THE POWER OF A SECOND PASSPORT
Visa-free travel has historically been a core motivation compelling many wealthy Asian individuals and their families to seek second or alternative citizenship. This is a continuing trend, particularly in Asia, where aside from Japan, Malaysia, South Korea and Singapore, the general ease of travel allowed by Asia-domiciled passports is relatively poor.
The 2018 edition of the Henley Passport Index provides a ranking of all the passports of the world according to the number of destinations their holders can travel to visa-free. The ranking is based on exclusive data from the International Air Transport Association, which maintains the world’s largest and most comprehensive database of travel information and is enhanced by extensive in-house research.
According to Henley’s latest data, Japan has the highest-ranking passport in 2018, with visa-free access to 189 destinations. Coming in second was a tie between Germany and Singapore, at 188 destinations. For Asia, South Korea’s passport remains strong, coming in third place (along with Finland, France, Italy, Spain and Sweden) at 187 visa-free destinations. Other key Asian countries, however, do not perform well. Thailand is ranked 64th with visa-free access to 76 destinations, Indonesia is 67th with 71 destinations, China is 68th with 70 destinations, the Philippines is 70th with 66 destinations, and Vietnam is 84th with 51 destinations.
Most countries in Southeast Asia have shown an improvement in their visa-free access in 2018 compared with the prior year. Indonesia was a very individual climber in the region, rising in the ranks by an impressive 12 positions over the past year. Thailand climbed three positions and the Philippines by five. Other countries that improved their ranks include Cambodia, Malaysia, Myanmar, and Timor-Leste.
WORLD ECONOMY IS GLOBALIZED
As the world economy is becoming increasingly globalized, the need for greater visa-free access is growing steadily. Across the economic spectrum, individuals want to transcend the constraints imposed on them by their country of origin, and access business and financial, career and lifestyle opportunities on a global scale. Today, a person of talent and means doesn’t need to limit his or her life and citizenship to only one country. Making an active decision regarding citizenship gives more personal freedom, privacy, and security.

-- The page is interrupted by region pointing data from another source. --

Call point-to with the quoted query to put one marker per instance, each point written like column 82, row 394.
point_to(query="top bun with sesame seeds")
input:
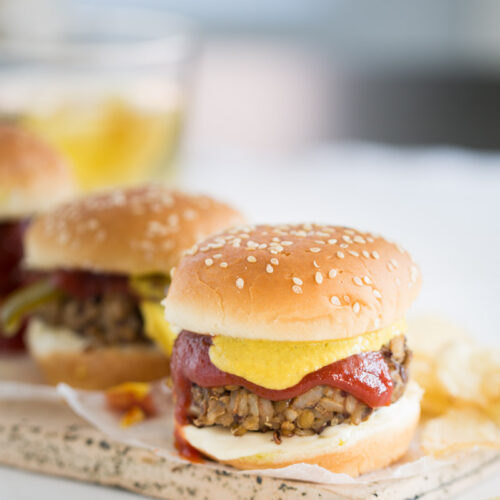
column 33, row 176
column 292, row 283
column 133, row 231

On the supply side, there is only a limited number of countries that offer citizenship-by-investment programs, but this number has consistently increased over the years. Now, clients can potentially become citizens of Antigua and Barbuda, Cyprus, Grenada, Malta, or St. Kitts and Nevis to name a few, or they may follow a clear route to citizenship after a reasonable period of residence in countries such as Australia, Canada, Portugal, Singapore, the United Kingdom, or the United States.
Whether it’s residence- or citizenship-by-investment, whichever route is chosen at the outset, or later, there are immense additional benefits of safety and security for successful applicants and potentially for their families. Overall, having a second residence or citizenship is a valuable safeguard against the possibility of political or economic upheavals in one’s country of birth.
THE CITIZENSHIP AND RESIDENCE OPTIONS
The decision to apply for residence- or citizenship-by-investment cannot be taken lightly – it must be carefully considered and professionally managed. Those interested in applying should seek expert advice and assistance in identifying the best solution for themselves and their families, given their unique personal circumstances and future objectives. This includes conducting an in-depth analysis of the various options available followed by advising on the appropriate course of action and then guiding clients through what is often a very complex process.
Residence-by-investment is the less complicated option, while citizenship-by-investment is, understandably, the choice that involves more rigorous processes. While Europe is generally the preferred location for clients from countries in Asia who seek alternative citizenship, due to its social and legal infrastructure and excellent security, it comes at a higher price than the Caribbean, which offers an appealing – and less expensive – alternative for citizenship-by-investment.
For those solely seeking visa-free travel, it is generally advisable to opt for one of the Caribbean programs, while those with family relocation or retirement in a different country in mind should look more towards Europe.
In Europe, the three key destinations for citizenship are Austria, Malta, and Cyprus due to their combination of regulatory accessibility, cost, and the reasonable demands placed on applicants. In the Caribbean, Grenada is currently in high demand due to its attractive and unique benefits, including the fact that Grenada has an E-2 treaty with the U.S. and visa-free access to China.
Wealthy individuals are more cosmopolitan and transnational today than ever before, with roots, networks, assets, properties, and even citizenship spanning multiple countries. In many ways, global connectivity has become an indispensable feature of wealth creation and wealth preservation, and its value will only grow as regional volatility and instability increase.